OSCON 2012 notes

Nick Sabalausky SeeWebsiteToContactMe at semitwist.com
Sun Jul 22 01:42:43 PDT 2012


On Sun, 22 Jul 2012 01:24 -0700
Jonathan M Davis <jmdavisProg at gmx.com> wrote:

> On Sunday, July 22, 2012 10:10:43 Paulo Pinto wrote:
> > Am 22.07.2012 01:13, schrieb Nick Sabalausky:
> > > On Sat, 21 Jul 2012 14:41:05 +0200
> > > 
> > > Paulo Pinto<pjmlp at progtools.org>  wrote:
> > >> Regarding systems programming, Go could actually play in the same
> > >> league as D
> > > 
> > > [...]
> > > 
> > >> The trick with Oberon, which Go also uses, is to have a special
> > >> module reckognised by the compiler with primitives to do the low
> > >> tricks C offers. Additionaly any function/method without body
> > >> can be implemented in Assembly. This is nothing new, Modula-2
> > >> already worked like this.
> > > 
> > > If a language has to resort to such "outside-of-the-language"
> > > tricks like that to do system software, then it's just simply not
> > > a systems language.
> > 
> > How is this different from ANSI/ISO C, which is considered a systems
> > programming language?
> 
> It can actually use raw pointers and the like? It's my understanding
> that pretty much all of the low level "system" stuff like that is
> hidden from you in Go. So, the result would be a bit like calling
> Java a systems language because you can use JNI to get at low level
> stuff.
> 

Right. IIRC, I think I heard that Go does have pointers, but they're
very limited compared to C/D and there's no ptr arithmetic.

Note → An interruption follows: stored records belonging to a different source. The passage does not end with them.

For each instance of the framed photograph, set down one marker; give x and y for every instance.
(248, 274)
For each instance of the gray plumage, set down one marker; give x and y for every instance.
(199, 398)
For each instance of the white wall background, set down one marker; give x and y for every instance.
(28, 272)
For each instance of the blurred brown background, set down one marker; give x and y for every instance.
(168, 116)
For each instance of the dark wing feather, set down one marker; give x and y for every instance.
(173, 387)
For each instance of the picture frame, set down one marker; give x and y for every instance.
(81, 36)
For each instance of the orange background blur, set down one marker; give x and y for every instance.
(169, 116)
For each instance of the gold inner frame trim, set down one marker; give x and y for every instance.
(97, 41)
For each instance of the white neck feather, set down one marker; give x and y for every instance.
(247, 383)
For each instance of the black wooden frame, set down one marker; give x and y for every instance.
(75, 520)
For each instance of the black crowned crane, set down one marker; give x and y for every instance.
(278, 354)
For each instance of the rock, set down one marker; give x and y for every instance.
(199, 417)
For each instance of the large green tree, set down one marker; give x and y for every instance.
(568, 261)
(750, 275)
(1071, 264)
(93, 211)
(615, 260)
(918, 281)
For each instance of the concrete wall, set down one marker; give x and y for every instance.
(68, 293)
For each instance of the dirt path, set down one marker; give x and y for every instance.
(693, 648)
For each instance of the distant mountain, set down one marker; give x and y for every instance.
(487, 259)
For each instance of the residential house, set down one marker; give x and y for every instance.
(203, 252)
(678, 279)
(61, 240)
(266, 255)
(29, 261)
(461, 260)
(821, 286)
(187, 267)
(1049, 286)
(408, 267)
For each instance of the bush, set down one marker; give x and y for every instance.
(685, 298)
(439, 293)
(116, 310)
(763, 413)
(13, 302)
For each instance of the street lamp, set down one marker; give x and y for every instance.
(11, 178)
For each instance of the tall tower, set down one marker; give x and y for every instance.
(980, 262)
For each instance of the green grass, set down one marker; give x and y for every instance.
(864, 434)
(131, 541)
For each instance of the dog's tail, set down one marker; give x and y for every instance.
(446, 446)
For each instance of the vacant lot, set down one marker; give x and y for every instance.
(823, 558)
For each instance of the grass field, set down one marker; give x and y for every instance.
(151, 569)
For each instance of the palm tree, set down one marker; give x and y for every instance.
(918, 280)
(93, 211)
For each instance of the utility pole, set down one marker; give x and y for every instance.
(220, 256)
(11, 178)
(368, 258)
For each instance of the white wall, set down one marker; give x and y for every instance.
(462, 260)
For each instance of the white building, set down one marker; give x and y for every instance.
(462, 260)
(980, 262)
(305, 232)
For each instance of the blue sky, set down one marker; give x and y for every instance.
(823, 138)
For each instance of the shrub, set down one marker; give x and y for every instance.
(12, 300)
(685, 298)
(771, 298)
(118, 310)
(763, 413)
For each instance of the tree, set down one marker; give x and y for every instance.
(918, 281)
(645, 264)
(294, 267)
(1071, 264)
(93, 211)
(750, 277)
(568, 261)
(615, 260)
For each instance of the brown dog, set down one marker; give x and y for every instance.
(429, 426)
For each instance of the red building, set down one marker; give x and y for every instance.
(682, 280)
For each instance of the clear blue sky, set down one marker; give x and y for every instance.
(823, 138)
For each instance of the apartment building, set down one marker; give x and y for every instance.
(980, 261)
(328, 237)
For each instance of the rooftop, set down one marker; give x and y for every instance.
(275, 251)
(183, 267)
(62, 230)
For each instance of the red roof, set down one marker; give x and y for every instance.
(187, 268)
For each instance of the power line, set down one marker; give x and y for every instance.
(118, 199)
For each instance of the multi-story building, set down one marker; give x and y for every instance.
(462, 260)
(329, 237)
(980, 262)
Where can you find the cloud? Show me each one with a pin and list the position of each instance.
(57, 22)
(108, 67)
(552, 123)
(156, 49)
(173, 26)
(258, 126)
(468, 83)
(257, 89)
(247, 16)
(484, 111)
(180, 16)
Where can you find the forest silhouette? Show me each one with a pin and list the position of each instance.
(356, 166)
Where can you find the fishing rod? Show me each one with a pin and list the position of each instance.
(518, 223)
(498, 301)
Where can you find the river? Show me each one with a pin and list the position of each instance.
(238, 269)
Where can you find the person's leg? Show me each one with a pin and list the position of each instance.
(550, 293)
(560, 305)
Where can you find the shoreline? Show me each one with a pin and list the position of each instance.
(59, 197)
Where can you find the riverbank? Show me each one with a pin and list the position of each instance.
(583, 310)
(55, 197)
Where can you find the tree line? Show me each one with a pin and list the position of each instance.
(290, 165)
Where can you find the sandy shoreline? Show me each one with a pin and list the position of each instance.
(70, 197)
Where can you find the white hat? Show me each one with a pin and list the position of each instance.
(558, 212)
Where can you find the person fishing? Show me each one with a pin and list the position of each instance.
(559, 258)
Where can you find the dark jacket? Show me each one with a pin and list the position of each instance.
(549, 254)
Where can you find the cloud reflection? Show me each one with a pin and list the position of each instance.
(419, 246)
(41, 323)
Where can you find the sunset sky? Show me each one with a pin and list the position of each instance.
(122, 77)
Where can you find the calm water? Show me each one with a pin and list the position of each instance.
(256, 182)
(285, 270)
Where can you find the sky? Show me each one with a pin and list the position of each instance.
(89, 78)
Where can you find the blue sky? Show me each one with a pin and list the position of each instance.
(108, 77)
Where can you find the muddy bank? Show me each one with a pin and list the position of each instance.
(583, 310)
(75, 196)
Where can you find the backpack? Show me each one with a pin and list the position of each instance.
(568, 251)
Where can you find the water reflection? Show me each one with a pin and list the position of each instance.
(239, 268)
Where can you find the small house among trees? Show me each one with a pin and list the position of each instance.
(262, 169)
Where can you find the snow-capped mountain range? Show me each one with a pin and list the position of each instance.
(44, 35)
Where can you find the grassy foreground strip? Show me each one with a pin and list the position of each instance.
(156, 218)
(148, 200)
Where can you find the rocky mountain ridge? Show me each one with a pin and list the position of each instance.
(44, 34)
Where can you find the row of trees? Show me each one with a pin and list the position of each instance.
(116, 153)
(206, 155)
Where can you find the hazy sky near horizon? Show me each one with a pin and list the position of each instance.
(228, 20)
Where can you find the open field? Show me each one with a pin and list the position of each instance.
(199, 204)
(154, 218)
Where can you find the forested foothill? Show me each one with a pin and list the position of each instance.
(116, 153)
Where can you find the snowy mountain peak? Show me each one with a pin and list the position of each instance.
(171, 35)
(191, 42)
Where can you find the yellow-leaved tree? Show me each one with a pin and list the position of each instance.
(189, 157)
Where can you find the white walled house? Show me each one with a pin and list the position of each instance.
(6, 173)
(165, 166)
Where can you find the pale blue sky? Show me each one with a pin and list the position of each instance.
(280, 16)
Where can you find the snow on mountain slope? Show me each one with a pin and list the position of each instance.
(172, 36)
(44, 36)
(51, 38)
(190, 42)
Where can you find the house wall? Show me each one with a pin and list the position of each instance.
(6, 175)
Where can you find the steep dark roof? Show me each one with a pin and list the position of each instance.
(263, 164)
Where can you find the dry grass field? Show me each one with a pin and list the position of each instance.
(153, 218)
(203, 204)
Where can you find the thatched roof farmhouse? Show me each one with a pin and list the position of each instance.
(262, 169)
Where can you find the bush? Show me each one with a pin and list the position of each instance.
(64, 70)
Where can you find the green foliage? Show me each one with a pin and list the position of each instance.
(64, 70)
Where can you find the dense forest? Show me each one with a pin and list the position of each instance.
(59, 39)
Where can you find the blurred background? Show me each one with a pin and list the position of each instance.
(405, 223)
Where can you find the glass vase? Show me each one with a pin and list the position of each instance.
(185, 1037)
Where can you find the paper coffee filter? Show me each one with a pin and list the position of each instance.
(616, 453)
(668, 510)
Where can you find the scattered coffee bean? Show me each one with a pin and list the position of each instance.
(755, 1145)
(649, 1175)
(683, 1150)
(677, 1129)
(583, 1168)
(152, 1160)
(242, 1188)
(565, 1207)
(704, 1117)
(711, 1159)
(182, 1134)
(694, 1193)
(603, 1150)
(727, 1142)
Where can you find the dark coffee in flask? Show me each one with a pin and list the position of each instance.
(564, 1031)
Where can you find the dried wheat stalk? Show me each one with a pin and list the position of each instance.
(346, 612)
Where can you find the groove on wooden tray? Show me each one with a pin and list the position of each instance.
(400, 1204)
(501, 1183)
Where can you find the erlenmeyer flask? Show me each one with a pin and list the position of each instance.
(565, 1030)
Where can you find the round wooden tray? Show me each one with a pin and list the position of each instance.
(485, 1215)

Another thing would be reinterpret cast: Take a value and map a
different type onto the same memory without any runtime overhead. That
can be very useful for both speed and memory optimizations. I admit I
don't actually know whether Go supports that, but from what I understand
about the language it would surprise me. Actually, if it could, then
that would effectively give it ptr arithmetic (and in a really ugly
non-typesafe way), so I really doubt it.